Visma is a software company that has grown hugely from an enterprise value of €450 million in 2006 to over €8 billion now. It’s done meaningful M&A and added products that it can sell to its growing customer base in the enterprise resource planning market.
The company has gone from being a Norwegian business, to being a pan-Scandinavian business, to now having a large footprint in the Netherlands. The game plan, to be a leading provider in smaller markets, has served it really well.
And how has Hg’s operational plan for the business changed?
We underwrote the focus on SaaS and its potential to drive Visma’s market about four to five years ago.

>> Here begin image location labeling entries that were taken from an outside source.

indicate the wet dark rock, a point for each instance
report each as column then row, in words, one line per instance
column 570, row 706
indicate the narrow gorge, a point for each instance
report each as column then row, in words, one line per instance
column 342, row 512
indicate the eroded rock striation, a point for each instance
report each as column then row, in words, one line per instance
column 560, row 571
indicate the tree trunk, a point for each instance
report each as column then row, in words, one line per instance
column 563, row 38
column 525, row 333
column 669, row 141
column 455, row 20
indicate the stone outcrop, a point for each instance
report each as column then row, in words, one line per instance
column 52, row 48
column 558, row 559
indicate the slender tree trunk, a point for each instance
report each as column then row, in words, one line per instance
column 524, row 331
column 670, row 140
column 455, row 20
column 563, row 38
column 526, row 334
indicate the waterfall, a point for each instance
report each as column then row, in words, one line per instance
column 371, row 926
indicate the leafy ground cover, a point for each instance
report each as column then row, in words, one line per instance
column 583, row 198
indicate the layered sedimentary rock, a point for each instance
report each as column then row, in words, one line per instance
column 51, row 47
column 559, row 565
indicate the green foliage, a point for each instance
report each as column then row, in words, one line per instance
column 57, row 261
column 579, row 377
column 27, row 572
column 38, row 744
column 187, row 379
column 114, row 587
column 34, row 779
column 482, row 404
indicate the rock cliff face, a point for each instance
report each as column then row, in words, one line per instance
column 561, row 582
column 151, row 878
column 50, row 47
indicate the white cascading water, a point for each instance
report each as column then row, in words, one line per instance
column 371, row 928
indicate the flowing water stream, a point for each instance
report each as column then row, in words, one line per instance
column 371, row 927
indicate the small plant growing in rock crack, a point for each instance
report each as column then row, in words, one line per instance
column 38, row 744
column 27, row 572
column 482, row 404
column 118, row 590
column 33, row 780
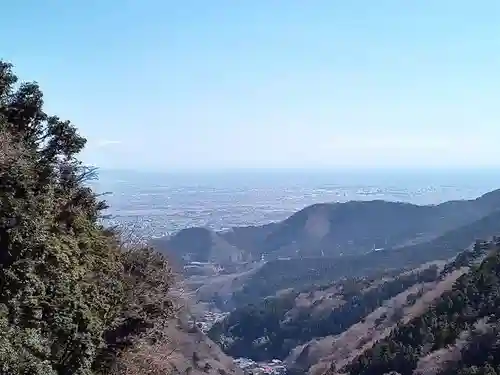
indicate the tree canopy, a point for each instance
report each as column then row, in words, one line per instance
column 72, row 300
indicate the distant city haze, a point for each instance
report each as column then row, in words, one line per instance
column 155, row 204
column 164, row 85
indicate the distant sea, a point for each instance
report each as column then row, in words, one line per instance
column 156, row 203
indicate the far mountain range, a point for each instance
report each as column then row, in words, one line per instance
column 330, row 230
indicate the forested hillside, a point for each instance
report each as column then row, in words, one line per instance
column 73, row 298
column 458, row 335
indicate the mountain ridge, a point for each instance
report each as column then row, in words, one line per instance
column 329, row 229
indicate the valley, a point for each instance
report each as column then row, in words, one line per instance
column 285, row 297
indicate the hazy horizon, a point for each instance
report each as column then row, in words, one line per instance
column 235, row 85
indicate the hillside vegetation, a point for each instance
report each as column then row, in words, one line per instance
column 73, row 298
column 298, row 273
column 459, row 334
column 271, row 328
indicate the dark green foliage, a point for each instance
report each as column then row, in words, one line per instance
column 281, row 274
column 283, row 332
column 475, row 296
column 70, row 299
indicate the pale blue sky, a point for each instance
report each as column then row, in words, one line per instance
column 163, row 84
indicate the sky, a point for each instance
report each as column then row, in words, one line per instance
column 202, row 85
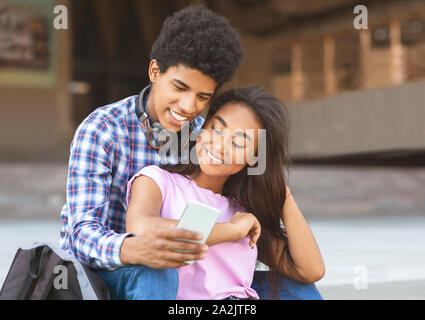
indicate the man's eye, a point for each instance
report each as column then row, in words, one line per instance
column 216, row 130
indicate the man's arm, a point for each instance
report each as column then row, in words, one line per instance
column 154, row 242
column 155, row 236
column 88, row 195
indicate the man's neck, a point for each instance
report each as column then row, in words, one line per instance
column 150, row 106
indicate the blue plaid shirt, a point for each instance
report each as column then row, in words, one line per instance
column 108, row 148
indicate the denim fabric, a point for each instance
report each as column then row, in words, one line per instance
column 286, row 289
column 138, row 282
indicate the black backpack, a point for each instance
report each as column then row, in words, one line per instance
column 45, row 272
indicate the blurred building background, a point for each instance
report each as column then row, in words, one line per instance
column 356, row 96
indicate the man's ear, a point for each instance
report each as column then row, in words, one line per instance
column 153, row 70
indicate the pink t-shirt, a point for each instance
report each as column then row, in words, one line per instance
column 228, row 267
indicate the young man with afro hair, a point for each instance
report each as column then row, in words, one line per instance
column 196, row 52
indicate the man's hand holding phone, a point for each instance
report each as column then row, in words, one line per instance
column 155, row 245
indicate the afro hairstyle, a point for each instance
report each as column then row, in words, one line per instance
column 198, row 38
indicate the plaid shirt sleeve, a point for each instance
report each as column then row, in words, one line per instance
column 88, row 195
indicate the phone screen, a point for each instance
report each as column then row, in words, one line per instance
column 198, row 217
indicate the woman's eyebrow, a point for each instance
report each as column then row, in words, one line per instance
column 221, row 120
column 243, row 134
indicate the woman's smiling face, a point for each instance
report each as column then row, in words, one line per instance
column 229, row 140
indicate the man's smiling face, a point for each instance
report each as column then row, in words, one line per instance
column 178, row 95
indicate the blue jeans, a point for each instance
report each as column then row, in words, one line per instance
column 138, row 282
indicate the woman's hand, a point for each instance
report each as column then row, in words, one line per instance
column 246, row 224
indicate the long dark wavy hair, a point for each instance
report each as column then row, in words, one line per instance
column 262, row 195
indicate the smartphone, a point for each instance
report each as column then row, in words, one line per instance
column 198, row 217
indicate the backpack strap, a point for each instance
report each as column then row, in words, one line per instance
column 87, row 291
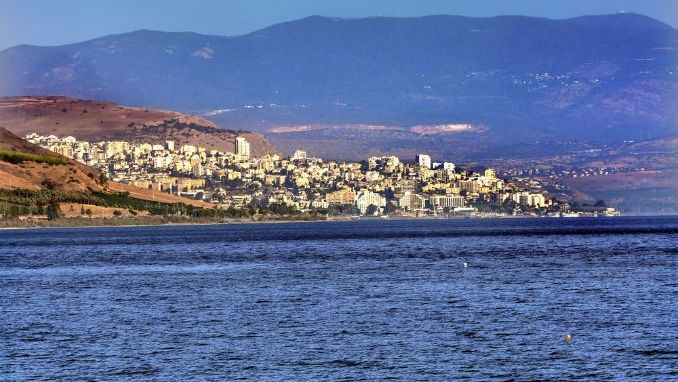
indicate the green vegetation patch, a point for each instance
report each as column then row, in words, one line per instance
column 17, row 157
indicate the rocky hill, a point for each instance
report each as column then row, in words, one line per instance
column 98, row 120
column 42, row 168
column 25, row 166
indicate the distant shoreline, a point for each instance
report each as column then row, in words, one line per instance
column 162, row 221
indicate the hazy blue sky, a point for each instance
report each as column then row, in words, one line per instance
column 53, row 22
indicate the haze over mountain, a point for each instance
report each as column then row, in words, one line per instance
column 355, row 87
column 96, row 121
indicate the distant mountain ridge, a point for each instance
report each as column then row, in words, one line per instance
column 609, row 77
column 99, row 120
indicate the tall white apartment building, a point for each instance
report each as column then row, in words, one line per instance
column 242, row 148
column 424, row 160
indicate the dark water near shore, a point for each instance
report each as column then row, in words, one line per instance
column 367, row 300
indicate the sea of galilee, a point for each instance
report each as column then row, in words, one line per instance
column 435, row 300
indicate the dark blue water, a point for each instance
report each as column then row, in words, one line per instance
column 367, row 300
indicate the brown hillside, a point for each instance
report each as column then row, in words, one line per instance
column 70, row 177
column 99, row 120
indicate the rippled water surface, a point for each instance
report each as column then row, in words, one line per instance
column 365, row 300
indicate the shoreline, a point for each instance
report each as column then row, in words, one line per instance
column 163, row 222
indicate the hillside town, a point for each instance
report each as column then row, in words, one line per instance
column 378, row 186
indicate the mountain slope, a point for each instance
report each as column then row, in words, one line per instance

At that time SaaS in SME company applications was relatively nascent, so we were taking a view about how that would grow, but it has worked really well. We also focused on increased functionality, more recurring revenue and more value to the software products it sells.
We have recalibrated the plan at Visma every three to five years. The original thesis from 2006 has evolved through new investment cycles although topics like sales organisation and organisational evolution remain. The fundamental value of the business still underpins our plans.
How has experience from Visma helped you with other software businesses?
We are applying the ideas that played out at Visma across other portfolio companies. For instance, at IRIS, a similar UK business, we are adding new verticals and new products in a similar ‘playbook’. We are also trying to find more of these businesses that fit with the fund architecture point. Can we find other companies with 10 or 15 years of growth ahead of them? Can we start with small beginnings?
One of the deals in our Mercury 2 fund is FE Fundinfo in wealth and asset management. We started with a €20 million deal to buy FundInfo, merged it with FE and now have a €100 million enterprise value business. We think it has got huge prospects and multiple years to scale and grow.